I am, in summer and autumn, so much of a wanderer through the Isles and Western Highlands that letters sometimes are long in reaching me. But your kind note (and enclosure) has duly followed me from Edinburgh to Loch Goil in eastern Argyll and thence deviously here. It will be a great pleasure to me to read what you have to say in the Illus. London News or elsewhere, and I thank you. I wish you could be here. Familiar with your poetry as I am, I know how you would rejoice not only in the Iona that is the holy Icolmkill but also in the Iona that is Ithona, the ancient Celtic Isle of the Druids. There is a beauty here that no other place has, so unique is it. Of course it does not appeal to all.
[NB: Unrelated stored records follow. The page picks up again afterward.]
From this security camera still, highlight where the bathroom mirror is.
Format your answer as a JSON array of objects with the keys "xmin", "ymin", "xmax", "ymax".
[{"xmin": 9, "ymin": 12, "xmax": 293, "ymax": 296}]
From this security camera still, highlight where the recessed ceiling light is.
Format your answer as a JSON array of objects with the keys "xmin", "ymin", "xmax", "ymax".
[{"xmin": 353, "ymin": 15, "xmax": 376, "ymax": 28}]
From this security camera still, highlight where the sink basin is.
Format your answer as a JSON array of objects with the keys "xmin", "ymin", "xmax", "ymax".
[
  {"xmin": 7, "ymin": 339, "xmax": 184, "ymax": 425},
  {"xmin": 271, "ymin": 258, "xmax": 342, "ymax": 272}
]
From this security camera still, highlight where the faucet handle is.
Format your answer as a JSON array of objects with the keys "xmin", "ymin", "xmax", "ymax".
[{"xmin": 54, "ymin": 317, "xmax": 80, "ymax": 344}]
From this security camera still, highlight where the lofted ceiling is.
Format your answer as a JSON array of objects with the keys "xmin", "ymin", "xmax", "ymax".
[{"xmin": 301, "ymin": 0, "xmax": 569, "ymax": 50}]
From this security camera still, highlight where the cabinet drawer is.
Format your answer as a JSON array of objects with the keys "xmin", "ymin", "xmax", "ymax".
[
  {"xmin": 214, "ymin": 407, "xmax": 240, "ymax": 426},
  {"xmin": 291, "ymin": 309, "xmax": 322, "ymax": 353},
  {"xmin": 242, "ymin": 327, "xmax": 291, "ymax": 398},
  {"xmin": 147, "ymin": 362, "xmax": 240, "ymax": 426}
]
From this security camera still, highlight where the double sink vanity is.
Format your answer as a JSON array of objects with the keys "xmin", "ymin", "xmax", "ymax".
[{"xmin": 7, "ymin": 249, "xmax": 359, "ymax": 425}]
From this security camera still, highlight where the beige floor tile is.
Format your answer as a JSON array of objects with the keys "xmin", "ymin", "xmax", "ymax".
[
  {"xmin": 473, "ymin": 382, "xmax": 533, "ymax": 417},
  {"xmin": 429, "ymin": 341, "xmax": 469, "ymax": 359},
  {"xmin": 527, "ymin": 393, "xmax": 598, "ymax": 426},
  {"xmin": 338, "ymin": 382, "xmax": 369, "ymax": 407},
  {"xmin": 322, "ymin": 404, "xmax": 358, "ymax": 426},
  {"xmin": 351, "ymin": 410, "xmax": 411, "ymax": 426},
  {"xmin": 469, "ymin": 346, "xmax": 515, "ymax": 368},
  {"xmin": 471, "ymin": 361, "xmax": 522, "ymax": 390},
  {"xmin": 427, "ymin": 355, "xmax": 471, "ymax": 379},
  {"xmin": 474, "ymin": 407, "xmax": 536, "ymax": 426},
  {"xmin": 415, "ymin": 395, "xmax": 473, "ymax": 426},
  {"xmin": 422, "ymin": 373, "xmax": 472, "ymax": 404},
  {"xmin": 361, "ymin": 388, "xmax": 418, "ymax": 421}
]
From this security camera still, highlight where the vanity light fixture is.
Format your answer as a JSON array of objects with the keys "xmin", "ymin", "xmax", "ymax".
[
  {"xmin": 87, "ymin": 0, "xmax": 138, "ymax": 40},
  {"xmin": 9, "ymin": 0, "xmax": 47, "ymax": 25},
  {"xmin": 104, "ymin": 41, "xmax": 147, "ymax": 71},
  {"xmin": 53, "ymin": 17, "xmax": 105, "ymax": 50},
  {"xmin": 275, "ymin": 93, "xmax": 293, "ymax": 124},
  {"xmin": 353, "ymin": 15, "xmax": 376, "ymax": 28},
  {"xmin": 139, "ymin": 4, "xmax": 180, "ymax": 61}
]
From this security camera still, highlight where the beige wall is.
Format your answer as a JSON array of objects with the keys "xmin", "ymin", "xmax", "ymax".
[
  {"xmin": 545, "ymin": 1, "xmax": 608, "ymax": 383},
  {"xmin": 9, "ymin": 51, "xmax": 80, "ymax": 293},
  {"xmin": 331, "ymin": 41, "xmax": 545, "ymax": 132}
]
The Sound of Iona divides the Island from the wild Ross of Mull by no more than a mile of water; and it is on this eastern side that the village and the ancient Cathedral and ruined Nunnery etc. stand. Here it is as peaceful as, on the west side, it is wild and grand. I read your letter last night, at sunset, while I was lying on the Cnoc-an-Angeal, the hillock on the west where the angel appeared to St. Columba. To the north lay the dim features of the Outer Hebrides: to the west an unbroken wilderness of waves till they fall against Labrador: to the south, though invisible, the coastline of Ireland. There was no sound, save the deep hollow voice of the sea, and a strange reverberation in a hollow cave underground. It was a very beautiful sight to see the day wane across the ocean, and then to move slowly homeward through the gloaming, and linger awhile by the Street of the Dead near the ruined Abbey of Columba. But these Isles are so dear to me that I think everyone must feel alike!

I remain

Sincerely yours,

Fiona Macleod.

P. S. I enclose a gillieflower from close to St. Columba’s tomb.